Suite 6, Strawmarket Business Plaza
Lonlinc, SK 04685
Allow us first to introduce our company: Q.I. Temad, Inc., is a pioneer in socio-psychological research, liberally funded by thoughtful think-tanks with historical and (most importantly) backward-thinking roots. We have contacted you to resolve the mathematical quandry that has recently come to bedevil the convoluted and anomolous minds that are those of our staff.
Through probing self-examination, we have come to believe that everyone is related to everyone else through what we shall call ``six-degrees of friendship.'' That is, if you examine the friends of the friends of the friends of the friends of the friends of the friends of one of our staff, you will find among that group one of your friends. Of course, we were at first concerned only with our friends, but given the nature of our profession we have also developed an intense personal interest in your friends as well. However, while admirably well-equipped to address the issues of the the mind, our staff is not spectacularly impressive in the intellectual department when it comes to such quantifiable matters as are suggested by this postulate, and it is thus with no small amount of consternation that we have turned to your company to determine its veracity.
We suspect that it is reasonable to initially suppose that any given person would be likely to know those people in their immediate vicinity, and that there will be some small random variation in this supposition introduced by people moving from one place to another.

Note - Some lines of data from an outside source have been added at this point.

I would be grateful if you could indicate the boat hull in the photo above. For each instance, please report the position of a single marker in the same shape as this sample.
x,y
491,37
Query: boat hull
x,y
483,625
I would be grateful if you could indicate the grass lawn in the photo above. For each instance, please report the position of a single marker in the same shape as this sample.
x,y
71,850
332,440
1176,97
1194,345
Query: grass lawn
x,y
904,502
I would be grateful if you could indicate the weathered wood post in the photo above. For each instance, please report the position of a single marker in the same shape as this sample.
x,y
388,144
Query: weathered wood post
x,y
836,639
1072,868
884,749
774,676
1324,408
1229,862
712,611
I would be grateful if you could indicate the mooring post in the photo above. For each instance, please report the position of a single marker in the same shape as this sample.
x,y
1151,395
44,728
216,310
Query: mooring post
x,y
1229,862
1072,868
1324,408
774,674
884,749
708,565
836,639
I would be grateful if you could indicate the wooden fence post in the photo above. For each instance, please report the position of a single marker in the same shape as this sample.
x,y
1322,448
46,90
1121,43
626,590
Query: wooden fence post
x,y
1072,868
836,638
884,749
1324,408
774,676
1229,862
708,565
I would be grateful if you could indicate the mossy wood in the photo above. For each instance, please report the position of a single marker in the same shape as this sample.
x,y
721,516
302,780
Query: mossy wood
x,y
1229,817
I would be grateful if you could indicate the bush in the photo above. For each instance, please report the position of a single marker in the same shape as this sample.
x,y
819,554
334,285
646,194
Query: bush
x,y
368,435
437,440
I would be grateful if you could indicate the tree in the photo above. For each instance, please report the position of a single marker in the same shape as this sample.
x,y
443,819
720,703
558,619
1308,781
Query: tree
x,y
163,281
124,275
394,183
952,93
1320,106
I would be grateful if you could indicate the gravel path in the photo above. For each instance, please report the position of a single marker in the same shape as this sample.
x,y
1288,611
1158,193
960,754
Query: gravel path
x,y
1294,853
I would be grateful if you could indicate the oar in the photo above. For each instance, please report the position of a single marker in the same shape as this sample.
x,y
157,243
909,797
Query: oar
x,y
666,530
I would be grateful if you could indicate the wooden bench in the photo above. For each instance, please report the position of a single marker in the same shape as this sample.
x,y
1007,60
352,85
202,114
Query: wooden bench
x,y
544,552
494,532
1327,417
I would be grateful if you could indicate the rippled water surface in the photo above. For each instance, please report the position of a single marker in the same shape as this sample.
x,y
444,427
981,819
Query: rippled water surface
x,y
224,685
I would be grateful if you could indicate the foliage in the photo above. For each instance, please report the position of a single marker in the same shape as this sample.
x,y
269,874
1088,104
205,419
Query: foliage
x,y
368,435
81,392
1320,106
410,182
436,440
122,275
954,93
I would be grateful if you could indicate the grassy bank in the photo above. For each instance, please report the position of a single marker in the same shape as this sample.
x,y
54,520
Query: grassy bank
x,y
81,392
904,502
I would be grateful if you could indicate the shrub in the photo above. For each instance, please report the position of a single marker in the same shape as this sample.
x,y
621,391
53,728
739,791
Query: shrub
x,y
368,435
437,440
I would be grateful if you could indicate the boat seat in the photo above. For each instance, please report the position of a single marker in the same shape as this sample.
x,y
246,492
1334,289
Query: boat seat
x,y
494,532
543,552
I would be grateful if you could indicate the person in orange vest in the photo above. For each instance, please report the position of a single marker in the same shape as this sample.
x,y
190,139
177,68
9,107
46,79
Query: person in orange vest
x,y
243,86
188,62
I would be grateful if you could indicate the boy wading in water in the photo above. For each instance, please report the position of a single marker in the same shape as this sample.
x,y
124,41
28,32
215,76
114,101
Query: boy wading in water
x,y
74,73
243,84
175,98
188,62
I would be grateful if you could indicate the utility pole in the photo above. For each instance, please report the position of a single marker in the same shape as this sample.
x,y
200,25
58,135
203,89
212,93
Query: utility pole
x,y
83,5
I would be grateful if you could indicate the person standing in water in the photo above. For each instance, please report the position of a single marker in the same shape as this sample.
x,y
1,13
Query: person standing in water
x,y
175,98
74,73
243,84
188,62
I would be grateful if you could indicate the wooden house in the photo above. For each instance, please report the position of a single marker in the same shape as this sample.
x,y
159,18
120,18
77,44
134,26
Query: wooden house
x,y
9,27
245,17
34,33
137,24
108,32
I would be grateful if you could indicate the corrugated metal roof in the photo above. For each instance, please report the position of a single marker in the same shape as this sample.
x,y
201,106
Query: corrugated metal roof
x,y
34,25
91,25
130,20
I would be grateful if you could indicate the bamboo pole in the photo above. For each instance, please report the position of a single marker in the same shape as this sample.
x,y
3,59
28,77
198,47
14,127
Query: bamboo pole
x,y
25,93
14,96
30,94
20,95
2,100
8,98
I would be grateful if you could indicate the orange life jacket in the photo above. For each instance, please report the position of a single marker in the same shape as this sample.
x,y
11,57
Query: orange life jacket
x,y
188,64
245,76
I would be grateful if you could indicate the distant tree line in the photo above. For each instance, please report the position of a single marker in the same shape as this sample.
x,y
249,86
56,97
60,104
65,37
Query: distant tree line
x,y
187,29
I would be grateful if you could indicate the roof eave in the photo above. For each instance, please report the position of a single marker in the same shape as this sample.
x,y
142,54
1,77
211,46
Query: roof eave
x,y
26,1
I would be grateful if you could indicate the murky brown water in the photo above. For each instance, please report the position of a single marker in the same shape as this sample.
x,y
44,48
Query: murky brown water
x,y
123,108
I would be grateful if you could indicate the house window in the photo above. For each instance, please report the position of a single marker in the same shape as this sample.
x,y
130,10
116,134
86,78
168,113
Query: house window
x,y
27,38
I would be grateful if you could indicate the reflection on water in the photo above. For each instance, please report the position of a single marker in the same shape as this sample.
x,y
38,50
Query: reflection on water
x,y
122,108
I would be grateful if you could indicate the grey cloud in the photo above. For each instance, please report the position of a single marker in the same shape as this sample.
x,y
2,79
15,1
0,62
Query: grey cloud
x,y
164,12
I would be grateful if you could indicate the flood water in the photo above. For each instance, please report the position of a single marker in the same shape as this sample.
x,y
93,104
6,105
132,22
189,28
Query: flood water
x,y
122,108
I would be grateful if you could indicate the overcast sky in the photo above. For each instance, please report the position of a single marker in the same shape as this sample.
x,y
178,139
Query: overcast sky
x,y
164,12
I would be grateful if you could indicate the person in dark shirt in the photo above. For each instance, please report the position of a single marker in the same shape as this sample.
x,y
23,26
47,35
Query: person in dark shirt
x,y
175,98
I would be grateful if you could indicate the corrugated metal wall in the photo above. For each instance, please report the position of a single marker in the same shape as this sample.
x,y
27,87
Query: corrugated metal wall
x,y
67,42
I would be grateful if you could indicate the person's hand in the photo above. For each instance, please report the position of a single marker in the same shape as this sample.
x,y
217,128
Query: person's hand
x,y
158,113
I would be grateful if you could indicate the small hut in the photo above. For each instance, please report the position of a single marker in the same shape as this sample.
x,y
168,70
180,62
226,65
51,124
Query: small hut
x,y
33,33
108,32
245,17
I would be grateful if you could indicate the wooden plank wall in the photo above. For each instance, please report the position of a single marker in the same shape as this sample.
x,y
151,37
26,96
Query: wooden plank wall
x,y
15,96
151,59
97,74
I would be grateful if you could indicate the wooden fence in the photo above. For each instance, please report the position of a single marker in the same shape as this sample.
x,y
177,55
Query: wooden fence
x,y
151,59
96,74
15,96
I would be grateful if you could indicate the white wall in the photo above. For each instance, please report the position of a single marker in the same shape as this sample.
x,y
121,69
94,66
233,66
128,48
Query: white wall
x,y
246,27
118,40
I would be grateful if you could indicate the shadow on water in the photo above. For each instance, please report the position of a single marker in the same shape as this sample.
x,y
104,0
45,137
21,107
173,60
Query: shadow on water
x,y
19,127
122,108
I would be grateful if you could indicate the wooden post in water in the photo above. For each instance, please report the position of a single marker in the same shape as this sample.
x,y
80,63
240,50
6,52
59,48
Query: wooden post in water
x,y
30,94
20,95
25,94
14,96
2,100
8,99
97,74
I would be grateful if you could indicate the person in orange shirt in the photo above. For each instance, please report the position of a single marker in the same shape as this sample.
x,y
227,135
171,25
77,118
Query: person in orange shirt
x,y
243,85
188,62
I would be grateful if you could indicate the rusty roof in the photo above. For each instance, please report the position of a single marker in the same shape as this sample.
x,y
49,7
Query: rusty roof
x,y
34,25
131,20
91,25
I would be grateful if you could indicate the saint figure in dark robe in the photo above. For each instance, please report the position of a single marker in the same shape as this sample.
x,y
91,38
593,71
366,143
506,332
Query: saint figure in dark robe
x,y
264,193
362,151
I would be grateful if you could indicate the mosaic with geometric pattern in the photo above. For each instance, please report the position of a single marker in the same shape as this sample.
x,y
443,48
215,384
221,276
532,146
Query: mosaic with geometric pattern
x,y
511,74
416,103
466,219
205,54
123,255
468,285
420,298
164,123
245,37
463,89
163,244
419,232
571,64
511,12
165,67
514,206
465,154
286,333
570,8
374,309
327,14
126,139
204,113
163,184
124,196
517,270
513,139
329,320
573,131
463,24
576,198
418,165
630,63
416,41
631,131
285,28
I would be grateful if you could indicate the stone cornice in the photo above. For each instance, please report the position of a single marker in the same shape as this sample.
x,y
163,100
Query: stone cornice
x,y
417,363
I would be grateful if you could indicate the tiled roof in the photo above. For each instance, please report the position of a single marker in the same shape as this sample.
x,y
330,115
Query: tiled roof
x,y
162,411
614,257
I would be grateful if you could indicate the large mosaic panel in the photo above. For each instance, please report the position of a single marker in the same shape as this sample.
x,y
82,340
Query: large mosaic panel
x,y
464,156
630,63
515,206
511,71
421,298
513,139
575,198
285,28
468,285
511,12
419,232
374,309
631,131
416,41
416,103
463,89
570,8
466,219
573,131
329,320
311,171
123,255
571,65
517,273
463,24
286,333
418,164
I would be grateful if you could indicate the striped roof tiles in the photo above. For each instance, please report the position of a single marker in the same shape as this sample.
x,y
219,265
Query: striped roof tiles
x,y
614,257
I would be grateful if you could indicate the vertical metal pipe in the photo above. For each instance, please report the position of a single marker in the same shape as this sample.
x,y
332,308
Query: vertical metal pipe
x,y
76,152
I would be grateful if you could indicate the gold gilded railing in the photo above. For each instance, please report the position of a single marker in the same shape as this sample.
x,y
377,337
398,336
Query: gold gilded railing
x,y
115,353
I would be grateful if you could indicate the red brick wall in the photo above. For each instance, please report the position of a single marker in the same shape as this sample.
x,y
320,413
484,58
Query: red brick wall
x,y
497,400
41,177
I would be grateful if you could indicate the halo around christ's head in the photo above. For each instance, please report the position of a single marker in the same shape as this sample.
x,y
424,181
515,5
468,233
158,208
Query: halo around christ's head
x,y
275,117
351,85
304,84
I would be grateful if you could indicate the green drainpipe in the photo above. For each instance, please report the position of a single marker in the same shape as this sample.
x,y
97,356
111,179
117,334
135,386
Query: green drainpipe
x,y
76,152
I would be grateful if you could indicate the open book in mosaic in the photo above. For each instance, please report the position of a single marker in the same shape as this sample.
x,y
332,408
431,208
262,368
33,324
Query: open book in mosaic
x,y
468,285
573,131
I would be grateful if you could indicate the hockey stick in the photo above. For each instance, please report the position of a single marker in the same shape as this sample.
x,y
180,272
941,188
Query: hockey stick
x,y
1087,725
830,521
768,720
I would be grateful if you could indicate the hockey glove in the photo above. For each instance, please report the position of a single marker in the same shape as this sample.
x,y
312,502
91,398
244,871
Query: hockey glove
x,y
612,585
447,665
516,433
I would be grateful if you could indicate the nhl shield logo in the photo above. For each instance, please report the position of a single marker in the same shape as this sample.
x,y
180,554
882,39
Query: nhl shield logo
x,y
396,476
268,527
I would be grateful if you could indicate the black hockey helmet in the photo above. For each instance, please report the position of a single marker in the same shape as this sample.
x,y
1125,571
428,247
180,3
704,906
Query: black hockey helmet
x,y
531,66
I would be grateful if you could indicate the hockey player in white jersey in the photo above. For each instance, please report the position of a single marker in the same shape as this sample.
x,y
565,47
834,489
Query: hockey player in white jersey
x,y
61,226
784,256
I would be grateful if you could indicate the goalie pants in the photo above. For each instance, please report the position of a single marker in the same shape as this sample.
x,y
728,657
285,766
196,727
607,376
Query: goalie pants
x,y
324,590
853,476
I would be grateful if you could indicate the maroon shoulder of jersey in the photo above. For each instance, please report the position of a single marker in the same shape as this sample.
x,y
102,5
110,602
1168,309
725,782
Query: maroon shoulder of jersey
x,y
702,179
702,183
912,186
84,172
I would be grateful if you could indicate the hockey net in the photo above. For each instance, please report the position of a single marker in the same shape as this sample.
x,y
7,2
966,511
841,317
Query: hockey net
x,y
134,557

Thus in a small world of, say, six people (whom we shall call for the sake or our example Amy, Brian, Catherine, Darrel, Edna, and Frank), we might suppose that Brian would know Amy and Catherine, Darrel would know Catherine and Edna, Edna, Darrel and Frank, and Frank would know Edna and... Well, the world is round, so let's say he also knows Amy. If some of these people had recently moved, who knows whom might change somewhat, probably randomly (with some small probability) so that someone on one side of our small round world would know someone on the other side of the circle instead of one of their immediate neighbors. Unfortunately, there are rather more people in the world than six (we are willing to assume at least several hundred), so that it exceeds the humble powers of our analysis to determine if the friends six removed of one of the people in our world would in fact know everyone else in the world. It is this that we need you to determine. While the probability with which people are assumed to move will, if we may be permitted a small pun, probably play a role in this, we would be content with the consideration of some reasonable small value of this variable.
Our initial efforts in the analysis of this matter were spearheaded by the redoubtable Dr. maybe-the-P.-stands-for-precocious Gavin LaRose, who hinted that our humble assets were insufficient to cover his fees, but that he enjoyed laughing at us. We are relatively certain that he intended to say ``with us.'' In any event, he expressed the belief that it would be possible to establish some sort of ``transfer matrix'' that would express the relationships described above and which could therefore be used to determine the answer to the question that has been a significant contributor to our recent insomnia.
We need you to develop some answer to this dilemma upon whose horns we are delicately poised, which should be presented in a written report to be submitted by the 15th of February. If you should find that you have questions regarding this project, Dr. LaRose has indicated that he would be delighted to provide what modest assistance as he is able give. We regret, however, that owing to other responsibilities he will be unavailable to assist on this project over the course of the weekend preceding the due-date of your report.
It is difficult to indicate the eagerness with which we await your results.